Quick note on dependencies in the requirements.txt file w.r.t. those in environment.yml:

rouille commented 10 months ago

Thanks for putting this together! A couple of notes/questions:

* The OGE data pipeline does take several hours to run the full thing. In the future, if you want to test running the pipeline, you can use the `--small` command line argument to run the pipeline on a subset of the data to make it go faster. However, you might not want to use this for testing all of the validation/outputs.

Thanks!

* In the past, we've only had the data science team review OGE-related PRs, and not the engineering team. Not sure if Jeff, Ryan, or Brooke need to be asked to review these PRs as they have not interacted much with this code in the past, but perhaps this is something we should discuss whether it makes sense to change going forward.

Sounds good. I thought they could help with packaging the project and review workflows.

* Although we generally use pipenv for our internal projects/repos, we had been using conda for this external/public repo. We may want to have a broader conversation about whether it makes sense to switch and/or for us to maintain multiple environment managers. I think if we move forward with mainaining multiple, we should probably update the environment.yml file as well so that it is consistent with the requirements/pipfile.
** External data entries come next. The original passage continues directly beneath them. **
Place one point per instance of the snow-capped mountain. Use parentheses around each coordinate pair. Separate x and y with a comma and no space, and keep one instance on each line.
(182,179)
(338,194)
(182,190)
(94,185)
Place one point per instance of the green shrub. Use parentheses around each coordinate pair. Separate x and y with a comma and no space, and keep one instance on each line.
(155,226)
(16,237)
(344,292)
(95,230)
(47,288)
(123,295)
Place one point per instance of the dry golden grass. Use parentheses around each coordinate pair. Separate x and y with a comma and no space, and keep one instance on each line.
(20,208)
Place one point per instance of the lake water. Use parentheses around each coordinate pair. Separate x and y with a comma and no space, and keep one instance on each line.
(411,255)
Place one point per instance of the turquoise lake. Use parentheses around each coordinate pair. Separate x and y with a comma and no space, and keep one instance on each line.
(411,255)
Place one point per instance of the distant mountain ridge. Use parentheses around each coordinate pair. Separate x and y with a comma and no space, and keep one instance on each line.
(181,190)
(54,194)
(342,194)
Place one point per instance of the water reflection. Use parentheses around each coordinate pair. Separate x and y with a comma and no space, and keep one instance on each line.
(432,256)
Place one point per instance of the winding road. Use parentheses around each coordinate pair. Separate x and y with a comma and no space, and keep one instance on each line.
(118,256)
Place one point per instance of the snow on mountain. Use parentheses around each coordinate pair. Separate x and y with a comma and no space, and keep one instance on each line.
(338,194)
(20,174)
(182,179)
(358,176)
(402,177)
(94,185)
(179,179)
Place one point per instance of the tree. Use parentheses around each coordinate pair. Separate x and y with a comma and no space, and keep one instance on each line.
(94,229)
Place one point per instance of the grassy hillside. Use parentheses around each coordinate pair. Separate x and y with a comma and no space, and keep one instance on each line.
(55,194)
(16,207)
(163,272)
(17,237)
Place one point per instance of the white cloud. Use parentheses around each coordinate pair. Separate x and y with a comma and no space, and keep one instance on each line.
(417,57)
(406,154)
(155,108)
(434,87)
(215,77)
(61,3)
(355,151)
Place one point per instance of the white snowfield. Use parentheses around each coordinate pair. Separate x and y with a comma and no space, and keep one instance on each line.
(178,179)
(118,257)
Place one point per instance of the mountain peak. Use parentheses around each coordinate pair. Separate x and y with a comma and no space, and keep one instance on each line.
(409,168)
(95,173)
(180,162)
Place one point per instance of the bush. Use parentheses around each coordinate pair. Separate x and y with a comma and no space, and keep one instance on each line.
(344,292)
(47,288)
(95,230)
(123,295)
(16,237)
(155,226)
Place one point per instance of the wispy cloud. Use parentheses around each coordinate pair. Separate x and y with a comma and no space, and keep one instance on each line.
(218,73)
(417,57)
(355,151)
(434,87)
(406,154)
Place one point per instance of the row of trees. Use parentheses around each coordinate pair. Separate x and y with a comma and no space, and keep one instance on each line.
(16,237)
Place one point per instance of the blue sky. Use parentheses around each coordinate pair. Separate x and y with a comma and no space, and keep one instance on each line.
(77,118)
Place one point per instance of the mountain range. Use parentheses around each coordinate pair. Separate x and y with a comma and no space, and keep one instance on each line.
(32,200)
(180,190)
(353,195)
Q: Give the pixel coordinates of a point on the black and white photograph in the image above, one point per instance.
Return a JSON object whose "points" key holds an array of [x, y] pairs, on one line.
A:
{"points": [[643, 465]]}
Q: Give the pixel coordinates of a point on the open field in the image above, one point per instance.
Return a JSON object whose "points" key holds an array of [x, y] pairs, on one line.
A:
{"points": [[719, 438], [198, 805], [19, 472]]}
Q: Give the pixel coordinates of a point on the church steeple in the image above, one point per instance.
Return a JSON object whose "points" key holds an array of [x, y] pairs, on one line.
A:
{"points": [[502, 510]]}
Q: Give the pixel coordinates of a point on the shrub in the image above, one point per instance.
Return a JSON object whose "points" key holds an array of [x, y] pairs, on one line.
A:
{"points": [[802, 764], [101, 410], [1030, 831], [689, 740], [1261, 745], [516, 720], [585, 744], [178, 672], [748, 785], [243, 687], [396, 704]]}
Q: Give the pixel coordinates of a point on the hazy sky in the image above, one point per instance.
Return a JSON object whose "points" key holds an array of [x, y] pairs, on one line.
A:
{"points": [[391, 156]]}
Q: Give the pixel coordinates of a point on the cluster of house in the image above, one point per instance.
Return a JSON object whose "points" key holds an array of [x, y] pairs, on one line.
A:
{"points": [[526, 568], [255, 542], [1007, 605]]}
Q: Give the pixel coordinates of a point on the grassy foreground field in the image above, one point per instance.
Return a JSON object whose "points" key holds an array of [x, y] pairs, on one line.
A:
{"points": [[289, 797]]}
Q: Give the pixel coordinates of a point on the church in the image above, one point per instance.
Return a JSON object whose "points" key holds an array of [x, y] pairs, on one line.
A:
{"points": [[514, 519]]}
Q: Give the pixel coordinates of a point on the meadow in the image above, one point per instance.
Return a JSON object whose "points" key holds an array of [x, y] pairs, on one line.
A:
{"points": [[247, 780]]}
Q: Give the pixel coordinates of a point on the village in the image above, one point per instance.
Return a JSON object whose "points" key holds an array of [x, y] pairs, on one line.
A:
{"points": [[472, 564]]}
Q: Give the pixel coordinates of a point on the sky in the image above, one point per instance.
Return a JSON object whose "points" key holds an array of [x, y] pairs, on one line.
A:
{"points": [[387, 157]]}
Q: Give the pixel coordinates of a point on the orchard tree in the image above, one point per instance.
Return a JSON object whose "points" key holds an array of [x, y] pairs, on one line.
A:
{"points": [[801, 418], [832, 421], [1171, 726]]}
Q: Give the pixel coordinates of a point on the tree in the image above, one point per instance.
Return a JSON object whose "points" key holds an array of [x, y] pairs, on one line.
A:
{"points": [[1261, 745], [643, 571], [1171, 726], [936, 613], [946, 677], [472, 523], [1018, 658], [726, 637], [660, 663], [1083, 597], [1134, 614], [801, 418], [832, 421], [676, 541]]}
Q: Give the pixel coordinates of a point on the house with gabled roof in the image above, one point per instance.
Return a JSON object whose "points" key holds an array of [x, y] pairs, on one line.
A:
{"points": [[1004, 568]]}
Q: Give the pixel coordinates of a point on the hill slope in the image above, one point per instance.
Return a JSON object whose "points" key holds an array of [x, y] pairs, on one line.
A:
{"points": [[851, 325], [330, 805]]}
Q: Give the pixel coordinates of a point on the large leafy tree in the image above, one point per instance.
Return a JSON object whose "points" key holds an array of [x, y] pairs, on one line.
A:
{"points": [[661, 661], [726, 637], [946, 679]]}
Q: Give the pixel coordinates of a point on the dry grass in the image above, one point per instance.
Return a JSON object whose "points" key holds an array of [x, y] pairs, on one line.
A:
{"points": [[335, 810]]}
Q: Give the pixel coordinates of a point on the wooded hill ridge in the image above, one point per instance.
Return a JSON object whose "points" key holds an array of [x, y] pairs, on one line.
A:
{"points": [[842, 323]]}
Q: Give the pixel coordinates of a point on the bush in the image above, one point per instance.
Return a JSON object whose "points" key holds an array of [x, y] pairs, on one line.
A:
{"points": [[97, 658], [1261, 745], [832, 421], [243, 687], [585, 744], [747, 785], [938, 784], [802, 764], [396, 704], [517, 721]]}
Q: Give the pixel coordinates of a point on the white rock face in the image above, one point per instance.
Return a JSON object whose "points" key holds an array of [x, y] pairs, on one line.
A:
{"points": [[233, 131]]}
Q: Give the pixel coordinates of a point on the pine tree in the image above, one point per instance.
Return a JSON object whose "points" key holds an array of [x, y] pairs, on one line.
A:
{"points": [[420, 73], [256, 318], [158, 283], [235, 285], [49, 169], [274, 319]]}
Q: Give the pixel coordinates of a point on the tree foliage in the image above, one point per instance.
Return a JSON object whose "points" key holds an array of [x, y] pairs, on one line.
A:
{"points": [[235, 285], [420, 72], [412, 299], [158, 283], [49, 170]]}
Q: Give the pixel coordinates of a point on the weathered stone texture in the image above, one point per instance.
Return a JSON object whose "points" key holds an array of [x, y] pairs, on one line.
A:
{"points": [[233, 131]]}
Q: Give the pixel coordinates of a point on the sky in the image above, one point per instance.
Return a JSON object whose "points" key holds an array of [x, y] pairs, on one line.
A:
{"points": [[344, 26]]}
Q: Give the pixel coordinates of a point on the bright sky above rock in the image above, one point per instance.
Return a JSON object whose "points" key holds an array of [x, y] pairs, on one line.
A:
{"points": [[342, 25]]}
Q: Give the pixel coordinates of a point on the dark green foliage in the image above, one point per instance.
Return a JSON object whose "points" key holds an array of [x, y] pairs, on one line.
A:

I never used Conda and I don't know (yet) how it can be used in GitHub workflows or for packaging on PyPi. Regarding the latter, we can decide to package it for conda with conda-forge but I am not familiar with this process

* As part of the 2022 OGE release, we will need to update some of our pip dependencies, particularly `pudl` and probably `gridemissions`. Per [Update PUDL Dependencies #310](https://github.com/singularity-energy/open-grid-emissions/issues/310), pudl may be disappearing as a software dependency in the future. We may also want to update our dependency on `gridemissions` to a fork from the `singularity` github, rather than Gailin's github. Not sure if it makes sense to update these dependencies first before merging this PR, or whether that matters.

That would make sense

grgmiller commented 10 months ago

Ok I may be the only person on the team who uses conda so it may make sense for me to just switch over at this point, and drop the support for conda environments. I'm not sure if there are others who are using the OGE repo and running it on a conda environment, so not sure if we want to keep support for both temporarily and deprecate it in a future release.